Foto Digital Arturo Silva |
La imagen era apabullante. La mayor expresión de la frustración,
la necedad y el desorden. La Troncal del Norte, simplemente, fue
como una gran tubería, una de las cuatro principales arterias
que salen de la capital, con un tapón por donde más
corre el agua.
Provocada la arritmia, en el kilómetro 11, todos caminaban
o corrían por donde podían. Eran centenares de trabajadores
y estudiantes que, afligidos, intentaban pasar. Otros tantos regresaban
decepcionados al encontrarse perdidos en ese caos.
Lo que más preocupaba a los empleados, vestidos con sus uniformes
de rigor, era la impuntualidad y el respectivo descuento. Es
que los jefes no entienden de esto, ellos no nos perdonan a nosotros,
se quejaban con cierta recriminación hacia los sindicalistas
artífices del desorden.
Extravíos
Muchos estudiantes de bachillerato aunque lo intentaron, tampoco
pudieron. Estaban tan lejos de sus centros de estudios, en donde
realizarían la PAES, que prefirieron abandonar la titánica
labor de avanzar a pie entre tanto obstáculo.
El cansancio y la incertidumbre eran tan desesperantes como las
densas y oscuras columnas de humo que emanaban de las llantas quemadas.
A cada momento, eran atizadas por las consignas y las protestas
de los sindicalistas, quienes mostraban así su más
férrea oposición a la supuesta privatización
de la salud.
Lo único que alivió la carga fue la benevolencia de
la naturaleza que, ayer, ofreció un cielo gris, encapotado,
carente de esos incómodos rayos solares.
La luchita
A pesar de todo, la multitud no se detenía, fluía
por esos pequeños espacios, las aceras, que no logró
obstruir el tapón. Pocas veces se ha observado esa impresionantes
imagen: cuando fueron los terremotos del año anterior y la
vez que el Papa Juan Pablo Segundo visitó el país.

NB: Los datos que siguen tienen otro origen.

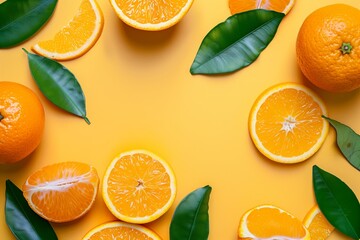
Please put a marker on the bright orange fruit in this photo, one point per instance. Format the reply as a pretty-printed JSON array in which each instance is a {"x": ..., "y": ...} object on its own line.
[
  {"x": 285, "y": 123},
  {"x": 138, "y": 186},
  {"x": 22, "y": 121},
  {"x": 62, "y": 192}
]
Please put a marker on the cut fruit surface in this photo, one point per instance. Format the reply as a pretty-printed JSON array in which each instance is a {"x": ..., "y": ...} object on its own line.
[
  {"x": 317, "y": 224},
  {"x": 286, "y": 123},
  {"x": 122, "y": 231},
  {"x": 62, "y": 192},
  {"x": 270, "y": 222},
  {"x": 77, "y": 37},
  {"x": 151, "y": 15},
  {"x": 138, "y": 187}
]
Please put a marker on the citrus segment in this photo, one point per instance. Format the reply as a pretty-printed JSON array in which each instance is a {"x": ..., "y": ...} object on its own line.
[
  {"x": 285, "y": 123},
  {"x": 270, "y": 222},
  {"x": 22, "y": 121},
  {"x": 317, "y": 224},
  {"x": 62, "y": 192},
  {"x": 77, "y": 37},
  {"x": 138, "y": 186},
  {"x": 151, "y": 15},
  {"x": 237, "y": 6},
  {"x": 122, "y": 231}
]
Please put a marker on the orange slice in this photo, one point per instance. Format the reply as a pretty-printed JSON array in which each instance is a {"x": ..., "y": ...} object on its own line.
[
  {"x": 62, "y": 192},
  {"x": 77, "y": 37},
  {"x": 151, "y": 15},
  {"x": 122, "y": 231},
  {"x": 138, "y": 187},
  {"x": 270, "y": 222},
  {"x": 317, "y": 224},
  {"x": 285, "y": 123},
  {"x": 284, "y": 6}
]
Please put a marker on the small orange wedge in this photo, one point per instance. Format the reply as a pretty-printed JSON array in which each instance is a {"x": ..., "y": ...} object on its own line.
[
  {"x": 271, "y": 222},
  {"x": 62, "y": 192},
  {"x": 237, "y": 6},
  {"x": 122, "y": 231},
  {"x": 77, "y": 37}
]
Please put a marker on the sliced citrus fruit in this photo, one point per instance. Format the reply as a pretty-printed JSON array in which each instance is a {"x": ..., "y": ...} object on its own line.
[
  {"x": 138, "y": 187},
  {"x": 62, "y": 192},
  {"x": 237, "y": 6},
  {"x": 286, "y": 123},
  {"x": 121, "y": 230},
  {"x": 271, "y": 222},
  {"x": 151, "y": 15},
  {"x": 317, "y": 224},
  {"x": 77, "y": 37}
]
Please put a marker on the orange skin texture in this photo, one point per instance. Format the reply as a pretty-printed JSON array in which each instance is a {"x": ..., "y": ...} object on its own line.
[
  {"x": 319, "y": 43},
  {"x": 22, "y": 122}
]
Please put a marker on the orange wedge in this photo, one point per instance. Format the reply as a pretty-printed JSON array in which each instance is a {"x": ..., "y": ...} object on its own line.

El panadero corría con su canasto lleno de pan francés,
preocupado por la poca venta; la secretaria repasaba las cartas
pendientes que tenía que escribir; el automovilista caía
dormido sobre el timón.
El policía, como el desentendido, limpiaba a cada momento
su uniforme, impotente ante semejante desorden. Y los novios y amantes
aprovechaban la escasa oportunidad para refugiarse entre los pasajes
adyacentes.
Justo a las nueve de la mañana, el tapón fue retirado
y como un chiflón, el tráfico salió a tropezones.

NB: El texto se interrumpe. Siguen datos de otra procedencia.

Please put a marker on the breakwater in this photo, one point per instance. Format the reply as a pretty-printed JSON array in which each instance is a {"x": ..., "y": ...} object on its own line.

Una hora después, el pulso ya se había normalizado.
Pero el cansancio y el mal sabor durarían todo el día.
Odisea en el bulevar del Ejército
Jorge Beltrán
El Diario de Hoy
El cobrador fue tajante: Señores, hasta aquí
voy a llegar. El bulevar está tapado. El descontento
desbordó en reproches e insultos a los microbuseros y a quienes
tenían bloqueada la calle.
Ni modo, hay que jalarle para no llegar tan tarde al trabajo,
dijo resignado un empleado de una maquila. El congestionamiento
cubría varios kilómetros, y centenares de personas
se vieron obligadas a caminar sobre el bulevar del Ejército.
Medio mundo transitaba con los celulares pegados al oído
y, delante de los teléfonos públicos, muchos se aglomeraban
avisando que llegarían tarde, porque aquí está
jodida la trabazón.
Pancartas
A la altura del Hiper Paiz, varios policías desviaban el
tránsito hacia Soyapango. Pero a esa hora ya no había
rutas alternas.
Más allá, la calle estaba bloqueada con pancartas.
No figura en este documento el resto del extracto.